Probabilmente sono queste le domande che tutti si pongono, per le quali, però, le risposte non sono semplici. L’innato istinto di sopravvivenza potrebbe far pendere la bilancia verso una maggiore trasparenza e sicurezza, ma la tutela dei diritti (e in particolare il diritto a non essere discriminati) non può essere cancellata. Compito dello stato è bilanciare i diritti in gioco.

Lo stato ha l’obbligo di tutelare la collettività intera, quindi di interrompere la catena del contagio, e nel contempo anche di salvaguardare la salute dei singoli individui. In Italia il diritto alla salute è riconosciuto, dagli articoli 2 e 32 della Costituzione, come diritto fondamentale sia per i singoli che per la collettività. Per cui altri diritti possono essere compressi (ma non annullati) in situazioni di emergenza, come quella attuale.

La sorveglianza delle malattie infettive non è certo una novità.

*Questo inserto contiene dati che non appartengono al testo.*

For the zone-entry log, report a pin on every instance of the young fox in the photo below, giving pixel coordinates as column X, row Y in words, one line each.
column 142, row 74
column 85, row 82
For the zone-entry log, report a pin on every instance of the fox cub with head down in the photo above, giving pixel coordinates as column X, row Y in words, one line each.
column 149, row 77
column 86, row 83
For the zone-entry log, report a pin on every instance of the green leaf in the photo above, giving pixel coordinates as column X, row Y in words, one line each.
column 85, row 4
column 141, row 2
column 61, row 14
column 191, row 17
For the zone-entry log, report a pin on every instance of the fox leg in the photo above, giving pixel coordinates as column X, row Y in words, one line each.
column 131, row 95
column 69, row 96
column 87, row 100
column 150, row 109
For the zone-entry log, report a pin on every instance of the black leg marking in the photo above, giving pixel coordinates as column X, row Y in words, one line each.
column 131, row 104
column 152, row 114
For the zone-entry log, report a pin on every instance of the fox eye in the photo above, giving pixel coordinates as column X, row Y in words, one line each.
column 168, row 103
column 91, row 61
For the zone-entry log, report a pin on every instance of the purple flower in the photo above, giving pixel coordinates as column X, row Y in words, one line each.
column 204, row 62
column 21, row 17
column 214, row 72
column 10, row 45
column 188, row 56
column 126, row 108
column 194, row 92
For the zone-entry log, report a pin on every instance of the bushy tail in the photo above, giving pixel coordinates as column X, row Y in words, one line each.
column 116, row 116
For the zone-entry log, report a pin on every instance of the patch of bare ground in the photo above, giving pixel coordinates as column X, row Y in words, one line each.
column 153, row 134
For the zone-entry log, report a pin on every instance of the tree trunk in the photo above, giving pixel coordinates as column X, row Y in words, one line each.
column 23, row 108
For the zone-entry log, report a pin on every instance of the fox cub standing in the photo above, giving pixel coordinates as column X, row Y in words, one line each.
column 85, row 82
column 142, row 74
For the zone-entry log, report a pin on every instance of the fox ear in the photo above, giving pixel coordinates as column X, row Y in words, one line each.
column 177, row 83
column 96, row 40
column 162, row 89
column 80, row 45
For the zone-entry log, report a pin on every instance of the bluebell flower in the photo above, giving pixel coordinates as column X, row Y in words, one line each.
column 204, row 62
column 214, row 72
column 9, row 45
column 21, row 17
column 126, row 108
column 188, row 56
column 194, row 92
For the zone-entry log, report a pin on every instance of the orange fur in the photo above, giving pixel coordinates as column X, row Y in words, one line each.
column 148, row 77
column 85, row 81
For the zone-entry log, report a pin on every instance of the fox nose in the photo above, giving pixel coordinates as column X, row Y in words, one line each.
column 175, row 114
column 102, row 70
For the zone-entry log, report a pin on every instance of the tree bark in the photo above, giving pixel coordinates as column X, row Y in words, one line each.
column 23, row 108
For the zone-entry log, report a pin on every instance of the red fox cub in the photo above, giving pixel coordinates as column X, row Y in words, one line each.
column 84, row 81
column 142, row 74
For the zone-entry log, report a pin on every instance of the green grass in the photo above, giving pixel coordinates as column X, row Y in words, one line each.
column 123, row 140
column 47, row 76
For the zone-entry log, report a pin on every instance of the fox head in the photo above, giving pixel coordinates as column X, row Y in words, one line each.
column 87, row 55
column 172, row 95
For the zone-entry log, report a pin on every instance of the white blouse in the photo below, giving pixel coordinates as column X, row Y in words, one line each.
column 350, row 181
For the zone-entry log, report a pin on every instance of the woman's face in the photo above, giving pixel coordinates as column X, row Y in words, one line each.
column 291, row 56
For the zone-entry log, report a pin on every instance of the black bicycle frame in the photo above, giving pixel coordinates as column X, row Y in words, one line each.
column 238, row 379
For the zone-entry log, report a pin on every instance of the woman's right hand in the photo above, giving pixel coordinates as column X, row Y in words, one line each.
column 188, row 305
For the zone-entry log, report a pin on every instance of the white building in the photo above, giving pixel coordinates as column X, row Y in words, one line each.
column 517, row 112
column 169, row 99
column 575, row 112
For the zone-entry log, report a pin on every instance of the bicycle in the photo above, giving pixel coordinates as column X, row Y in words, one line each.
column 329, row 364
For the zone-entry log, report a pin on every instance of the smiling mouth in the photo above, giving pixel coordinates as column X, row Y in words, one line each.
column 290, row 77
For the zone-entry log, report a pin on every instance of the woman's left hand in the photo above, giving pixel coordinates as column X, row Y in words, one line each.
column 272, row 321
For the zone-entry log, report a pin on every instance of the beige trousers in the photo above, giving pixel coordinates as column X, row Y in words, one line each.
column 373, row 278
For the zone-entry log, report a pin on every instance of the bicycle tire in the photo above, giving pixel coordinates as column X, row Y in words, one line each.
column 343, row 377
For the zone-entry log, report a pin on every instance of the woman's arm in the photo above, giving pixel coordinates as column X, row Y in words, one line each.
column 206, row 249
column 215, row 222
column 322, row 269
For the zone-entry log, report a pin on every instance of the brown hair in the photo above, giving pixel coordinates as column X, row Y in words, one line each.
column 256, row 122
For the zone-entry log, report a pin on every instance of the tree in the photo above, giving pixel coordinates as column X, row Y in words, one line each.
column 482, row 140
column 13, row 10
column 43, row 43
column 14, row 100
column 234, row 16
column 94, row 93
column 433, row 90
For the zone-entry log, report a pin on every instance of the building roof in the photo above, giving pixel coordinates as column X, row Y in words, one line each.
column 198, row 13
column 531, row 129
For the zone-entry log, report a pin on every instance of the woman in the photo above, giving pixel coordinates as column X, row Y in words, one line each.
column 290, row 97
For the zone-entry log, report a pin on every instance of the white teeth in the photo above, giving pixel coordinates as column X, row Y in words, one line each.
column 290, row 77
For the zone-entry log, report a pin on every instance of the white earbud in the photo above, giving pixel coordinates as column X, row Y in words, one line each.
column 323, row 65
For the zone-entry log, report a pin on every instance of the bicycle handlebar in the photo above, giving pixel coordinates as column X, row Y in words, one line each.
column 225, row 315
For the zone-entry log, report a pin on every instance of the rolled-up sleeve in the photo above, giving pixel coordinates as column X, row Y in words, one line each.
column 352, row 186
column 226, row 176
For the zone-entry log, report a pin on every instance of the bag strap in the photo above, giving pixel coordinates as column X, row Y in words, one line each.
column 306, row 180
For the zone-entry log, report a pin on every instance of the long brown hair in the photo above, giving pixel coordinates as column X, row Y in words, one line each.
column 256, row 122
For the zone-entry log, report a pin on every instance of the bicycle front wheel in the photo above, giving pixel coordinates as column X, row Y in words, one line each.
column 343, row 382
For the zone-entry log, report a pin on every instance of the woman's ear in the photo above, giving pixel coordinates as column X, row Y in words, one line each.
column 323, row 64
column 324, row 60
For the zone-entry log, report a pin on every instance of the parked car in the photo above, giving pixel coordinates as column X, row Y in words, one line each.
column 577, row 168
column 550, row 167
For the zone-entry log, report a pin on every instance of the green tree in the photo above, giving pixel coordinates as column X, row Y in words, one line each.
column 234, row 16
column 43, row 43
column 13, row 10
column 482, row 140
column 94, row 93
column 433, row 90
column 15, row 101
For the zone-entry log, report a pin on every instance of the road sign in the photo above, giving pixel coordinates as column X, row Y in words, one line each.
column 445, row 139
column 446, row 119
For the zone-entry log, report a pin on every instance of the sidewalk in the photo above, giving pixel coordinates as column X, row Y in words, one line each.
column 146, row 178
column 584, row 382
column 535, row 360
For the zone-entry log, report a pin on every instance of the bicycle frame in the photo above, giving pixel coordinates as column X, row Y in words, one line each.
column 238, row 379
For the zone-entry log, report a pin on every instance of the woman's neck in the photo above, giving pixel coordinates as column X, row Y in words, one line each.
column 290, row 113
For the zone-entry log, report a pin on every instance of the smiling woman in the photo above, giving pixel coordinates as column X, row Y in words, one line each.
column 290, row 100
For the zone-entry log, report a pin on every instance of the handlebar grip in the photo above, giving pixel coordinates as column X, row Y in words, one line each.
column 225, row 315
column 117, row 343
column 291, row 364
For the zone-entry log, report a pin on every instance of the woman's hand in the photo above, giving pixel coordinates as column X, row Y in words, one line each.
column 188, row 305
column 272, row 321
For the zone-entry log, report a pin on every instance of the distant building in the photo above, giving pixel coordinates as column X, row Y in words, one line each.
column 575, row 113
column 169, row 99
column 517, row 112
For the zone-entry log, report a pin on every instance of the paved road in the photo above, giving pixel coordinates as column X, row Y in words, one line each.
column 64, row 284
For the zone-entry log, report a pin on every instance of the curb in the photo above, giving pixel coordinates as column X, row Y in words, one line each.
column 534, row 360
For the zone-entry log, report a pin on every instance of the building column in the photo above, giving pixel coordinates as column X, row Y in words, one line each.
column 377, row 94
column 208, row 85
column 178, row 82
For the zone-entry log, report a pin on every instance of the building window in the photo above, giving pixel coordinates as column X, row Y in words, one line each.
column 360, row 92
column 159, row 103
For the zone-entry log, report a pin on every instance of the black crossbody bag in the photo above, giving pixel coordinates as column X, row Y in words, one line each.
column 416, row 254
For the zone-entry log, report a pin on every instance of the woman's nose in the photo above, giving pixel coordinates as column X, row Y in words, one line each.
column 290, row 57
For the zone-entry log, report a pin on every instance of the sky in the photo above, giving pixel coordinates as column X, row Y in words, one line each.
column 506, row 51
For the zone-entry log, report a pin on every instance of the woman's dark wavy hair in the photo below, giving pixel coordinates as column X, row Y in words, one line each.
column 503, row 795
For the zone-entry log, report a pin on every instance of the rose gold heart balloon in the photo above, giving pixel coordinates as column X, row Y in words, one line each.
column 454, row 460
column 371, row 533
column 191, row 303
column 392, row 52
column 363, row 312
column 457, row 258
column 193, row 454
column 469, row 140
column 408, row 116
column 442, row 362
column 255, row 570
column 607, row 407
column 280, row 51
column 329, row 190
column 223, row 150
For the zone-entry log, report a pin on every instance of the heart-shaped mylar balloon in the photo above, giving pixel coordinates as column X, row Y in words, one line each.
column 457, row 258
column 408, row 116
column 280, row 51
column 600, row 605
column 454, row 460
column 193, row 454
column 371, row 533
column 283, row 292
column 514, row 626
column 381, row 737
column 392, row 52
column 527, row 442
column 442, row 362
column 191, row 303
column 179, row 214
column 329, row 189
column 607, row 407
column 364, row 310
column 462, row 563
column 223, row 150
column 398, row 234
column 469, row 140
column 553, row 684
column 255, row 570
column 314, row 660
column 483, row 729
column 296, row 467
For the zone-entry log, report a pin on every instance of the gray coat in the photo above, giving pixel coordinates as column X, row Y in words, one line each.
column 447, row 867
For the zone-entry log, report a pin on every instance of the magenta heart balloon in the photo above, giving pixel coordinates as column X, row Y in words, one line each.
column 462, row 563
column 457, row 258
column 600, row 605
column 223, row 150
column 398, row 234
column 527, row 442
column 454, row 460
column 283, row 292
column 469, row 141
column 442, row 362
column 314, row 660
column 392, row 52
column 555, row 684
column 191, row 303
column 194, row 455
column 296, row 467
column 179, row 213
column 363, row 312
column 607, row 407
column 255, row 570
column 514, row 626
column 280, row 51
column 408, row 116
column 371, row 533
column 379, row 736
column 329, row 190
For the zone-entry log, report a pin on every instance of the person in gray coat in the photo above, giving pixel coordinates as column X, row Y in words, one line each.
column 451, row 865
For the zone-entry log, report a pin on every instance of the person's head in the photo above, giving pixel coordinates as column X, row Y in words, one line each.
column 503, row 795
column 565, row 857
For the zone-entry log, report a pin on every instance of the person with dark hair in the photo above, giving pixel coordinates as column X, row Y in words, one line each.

Praticamente tutti gli stati hanno obblighi di comunicazione a carico degli operatori sanitari. Il problema è che per la raccolta e l’analisi dei dati occorrono tempo e strumenti adeguati. La Cina è un paese altamente tecnologizzato e ampiamente sorvegliato, quindi ha fatto ricorso ai Big Data per tracciare i cittadini in quarantena. Negli Stati Uniti i dati sono per lo più nelle mani delle grandi aziende. Mentre in Europa, oltre al problema che i dati li hanno le grandi aziende (i gestori di telefonia, e le aziende del web che sono per lo più americane) i timori per l’invasività degli strumenti di tracciamento ne frenano l’utilizzo.

La Cina ha applicato misure draconiane, quali il blocco di intere città, il controllo rigoroso della diffusione delle informazioni, la sorveglianza degli individui, obbligati ad usare una app di tracciamento con condivisione dei dati con la polizia e registrazione per prendere i mezzi pubblici.

La Corea del sud, invece, ha adottato una politica soft di contenimento volontario, con capillare diffusione delle informazioni verso i cittadini.